I understand that my love life is not the most important thing in global news in the world, especially within the queer community. Trans people's existence right now is being threatened, and their rights are being threatened at every angle. There's a lot more important things to put attention and energy and love to. But at the same time, even through the fear that I have, the commitment to being myself no matter what is where my heart will always lay. It's my north star that I have to just run towards.
Has your thinking on your identity shifted at all?I'm so proud to be queer. That's not something that's shifted. There's so many other components to me, aside from my queerness. I'm so fortunate to even be lifted up by the community the way that I have been all of these years. I'm a queer woman, that's not changing…. I'm so lucky I've gotten to experience so much magic in this life because of my openness and my curiosity. For me it's always been this living, breathing expression. It doesn't shift or evolve for everyone. But for me, it's always been this living, breathing thing.
What kind of support system are you leaning on these days?I have my family and my friends who love me so much, and I have people who love on me through every single season. I know there will be people that feel however they're going to feel. That's OK. I'm OK with that. I could have buried this song somewhere in the soundtrack in the larger context of this album. I chose to lead with it first. That's because I knew that it was something that my fans, and the people who have supported me all these years, would care about. I didn't want there to be any veil between me and my truth. It's something that I'm willing to talk about. I have cycled through every emotion through the making of this album. I have cycled through tears, and grief, and guilt, and shame, and fear, and excitement and joy. It is an embodiment of the human experience.

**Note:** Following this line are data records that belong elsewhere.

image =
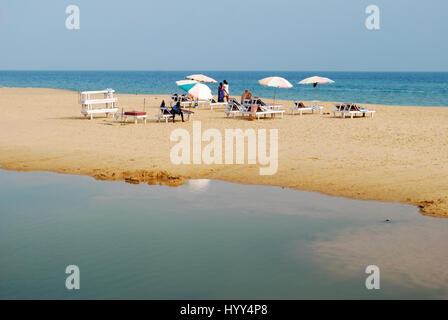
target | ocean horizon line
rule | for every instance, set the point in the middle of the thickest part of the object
(206, 70)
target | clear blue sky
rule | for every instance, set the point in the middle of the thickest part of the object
(224, 35)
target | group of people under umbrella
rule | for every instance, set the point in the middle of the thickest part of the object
(194, 86)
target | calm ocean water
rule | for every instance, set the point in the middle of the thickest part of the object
(391, 88)
(209, 240)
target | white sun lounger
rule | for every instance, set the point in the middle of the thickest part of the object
(212, 103)
(90, 104)
(133, 115)
(306, 108)
(262, 111)
(262, 103)
(351, 110)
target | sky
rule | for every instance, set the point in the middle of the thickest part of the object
(318, 35)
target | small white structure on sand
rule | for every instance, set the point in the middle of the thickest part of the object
(91, 105)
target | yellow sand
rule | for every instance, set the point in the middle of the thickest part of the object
(400, 155)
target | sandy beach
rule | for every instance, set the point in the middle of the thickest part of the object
(398, 156)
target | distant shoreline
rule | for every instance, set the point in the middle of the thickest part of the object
(386, 88)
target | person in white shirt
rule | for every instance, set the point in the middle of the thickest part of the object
(226, 90)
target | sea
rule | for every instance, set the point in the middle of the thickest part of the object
(388, 88)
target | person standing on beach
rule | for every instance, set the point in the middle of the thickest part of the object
(226, 90)
(246, 96)
(220, 93)
(177, 109)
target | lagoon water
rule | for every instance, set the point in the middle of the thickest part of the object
(390, 88)
(209, 240)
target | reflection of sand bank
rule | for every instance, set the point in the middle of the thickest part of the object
(407, 255)
(198, 185)
(397, 156)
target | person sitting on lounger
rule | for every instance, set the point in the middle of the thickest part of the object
(177, 110)
(246, 96)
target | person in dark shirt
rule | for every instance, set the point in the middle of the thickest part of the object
(176, 109)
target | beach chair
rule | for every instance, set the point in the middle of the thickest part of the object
(300, 108)
(262, 111)
(352, 110)
(234, 107)
(164, 114)
(134, 115)
(264, 104)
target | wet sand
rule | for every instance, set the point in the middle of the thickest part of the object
(398, 156)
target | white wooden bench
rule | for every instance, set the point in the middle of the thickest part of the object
(90, 104)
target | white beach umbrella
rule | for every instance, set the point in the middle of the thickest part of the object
(315, 80)
(275, 82)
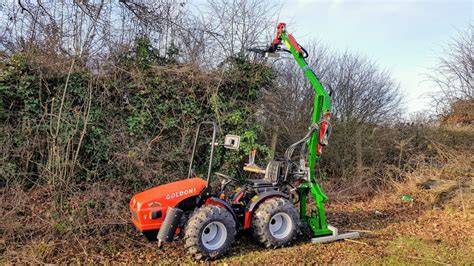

Are there other revelations on this album that you hope fans pay attention to?My biggest hope is for everybody to be free to be themselves and to love themselves and to express themselves. It's scary to share new discoveries about yourself. This album, and 'Boy,' is really a permission slip for me to be myself. And for me to love and express myself. I just want it to be a permission slip, you know. I'm stepping into this bravery even if I'm scared, in hopes that other people are able to do that in their own lives. Whatever evolution in your life, whatever doesn't fill your cup anymore — a relationship, or a job, or some version of you that evolved and wants to come through. Fuck it. Life is way too fucking short. Truly. To do anything else. At the end of the day, even if everybody hated me, I'm still myself.
If you knew how everything would play out — who you would meet last year — would you do anything differently?No. There's nothing that I would rewrite. There's nothing that I would change about any of my journey. I love all of the women that I have been and the woman that I am becoming. I would never rewrite history. It all happened exactly the way that it was meant to. I celebrate it all.